The chemistry professor has collected a series of such questions to create quizzes based on the format used in the television game show "Jeopardy!" Van Houten described the technique during last month's American Chemical Society national meeting in Boston. His presentation was part of a Division of Chemical Education symposium on revitalizing undergraduate descriptive inorganic chemistry courses.
Each Tuesday morning during the first 10 or 15 minutes of class, Van Houten quizzes his students on the content of that week's course book chapter. He projects the quiz on a screen at the front of the classroom. The quiz is arranged in a grid format, with topic categories listed across the top of the page and a column of ascending dollar values listed under each topic. Categories for the questions include properties, common reactions, definitions and nomenclature, and sources and uses of materials.
Each of his five or so students takes a turn by selecting a category and a degree of difficulty, which is indicated by a value between $200 and $800. A correct answer to the melting element question is worth $400, for example, while the answer to the one about the Hall process is worth $800. Van Houten often breaks higher value questions into multiple parts so students can earn partial credit.
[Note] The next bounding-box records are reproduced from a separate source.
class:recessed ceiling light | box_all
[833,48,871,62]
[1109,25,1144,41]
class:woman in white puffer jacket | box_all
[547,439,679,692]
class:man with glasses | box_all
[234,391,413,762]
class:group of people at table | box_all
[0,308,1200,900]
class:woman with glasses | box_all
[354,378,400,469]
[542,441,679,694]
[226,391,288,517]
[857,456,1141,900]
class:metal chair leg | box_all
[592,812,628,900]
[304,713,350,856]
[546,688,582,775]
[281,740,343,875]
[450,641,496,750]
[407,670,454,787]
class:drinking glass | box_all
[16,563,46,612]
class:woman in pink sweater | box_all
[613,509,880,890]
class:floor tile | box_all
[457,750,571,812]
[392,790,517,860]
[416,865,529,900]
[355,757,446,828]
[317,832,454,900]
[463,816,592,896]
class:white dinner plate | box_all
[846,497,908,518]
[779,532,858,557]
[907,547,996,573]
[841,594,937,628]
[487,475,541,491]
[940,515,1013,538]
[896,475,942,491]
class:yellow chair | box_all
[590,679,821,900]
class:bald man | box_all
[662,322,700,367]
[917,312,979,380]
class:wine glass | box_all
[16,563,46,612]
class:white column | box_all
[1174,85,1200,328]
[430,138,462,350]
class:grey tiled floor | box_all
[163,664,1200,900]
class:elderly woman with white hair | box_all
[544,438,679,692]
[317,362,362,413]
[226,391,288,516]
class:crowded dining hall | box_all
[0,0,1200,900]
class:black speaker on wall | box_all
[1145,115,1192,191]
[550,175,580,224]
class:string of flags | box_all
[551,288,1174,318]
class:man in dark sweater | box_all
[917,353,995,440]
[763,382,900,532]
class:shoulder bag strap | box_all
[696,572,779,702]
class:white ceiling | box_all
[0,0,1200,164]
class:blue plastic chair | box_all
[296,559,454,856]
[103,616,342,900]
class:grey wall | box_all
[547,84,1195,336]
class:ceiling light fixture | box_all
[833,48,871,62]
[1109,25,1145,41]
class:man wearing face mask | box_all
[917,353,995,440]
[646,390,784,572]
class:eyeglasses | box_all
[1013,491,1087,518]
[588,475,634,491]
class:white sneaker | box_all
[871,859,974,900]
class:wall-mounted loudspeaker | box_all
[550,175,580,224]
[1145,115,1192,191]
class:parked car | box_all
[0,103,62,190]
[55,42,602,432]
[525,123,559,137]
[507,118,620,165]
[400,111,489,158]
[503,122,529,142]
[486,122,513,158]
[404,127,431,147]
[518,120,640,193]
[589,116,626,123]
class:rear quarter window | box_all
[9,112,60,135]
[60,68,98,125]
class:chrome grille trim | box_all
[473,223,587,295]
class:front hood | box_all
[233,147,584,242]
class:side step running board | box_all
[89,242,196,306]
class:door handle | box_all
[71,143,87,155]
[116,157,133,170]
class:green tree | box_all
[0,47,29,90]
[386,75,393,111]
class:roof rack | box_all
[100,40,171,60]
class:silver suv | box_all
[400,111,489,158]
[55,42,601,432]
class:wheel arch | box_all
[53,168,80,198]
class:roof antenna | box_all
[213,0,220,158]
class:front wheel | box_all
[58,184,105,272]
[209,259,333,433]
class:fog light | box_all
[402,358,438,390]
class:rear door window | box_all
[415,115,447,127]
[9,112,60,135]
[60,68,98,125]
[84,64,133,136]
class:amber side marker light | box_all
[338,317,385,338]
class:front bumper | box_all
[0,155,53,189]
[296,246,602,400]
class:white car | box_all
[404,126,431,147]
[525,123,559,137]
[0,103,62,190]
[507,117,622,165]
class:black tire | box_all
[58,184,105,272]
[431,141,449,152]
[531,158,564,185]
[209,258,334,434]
After a student selects a category and dollar value, Van Houten reveals the associated question. Each student writes down an answer—though unlike on the television show, it doesn't have to be in the form of a question—and the correct answer is then revealed. "If the person who chose the question gets the correct answer, that student gets full credit, and everyone else in the class who gets the correct answer gets half credit," Van Houten said. "If the person who chose the question gets it incorrect, then everyone else in the class who gets it correct gets full credit." At the end of the game, the dollar totals are converted into points that contribute to the students' grades.
The game-show format "has a number of advantages over a written quiz," Van Houten said. "First of all, it's a little bit more fun. It also provides you the opportunity to give instant feedback and instant embellishment."
On the downside, "there is a little bit of loss of privacy," he acknowledged. "Everybody knows how everybody else is doing. Some students don't like that."
In case you're wondering, gallium is the element that can melt in your hand. The lithium hydride reaction forms lithium aluminum hydride and lithium chloride. And the Hall process produces aluminum through the electrolysis of alumina in molten Na3AlF6.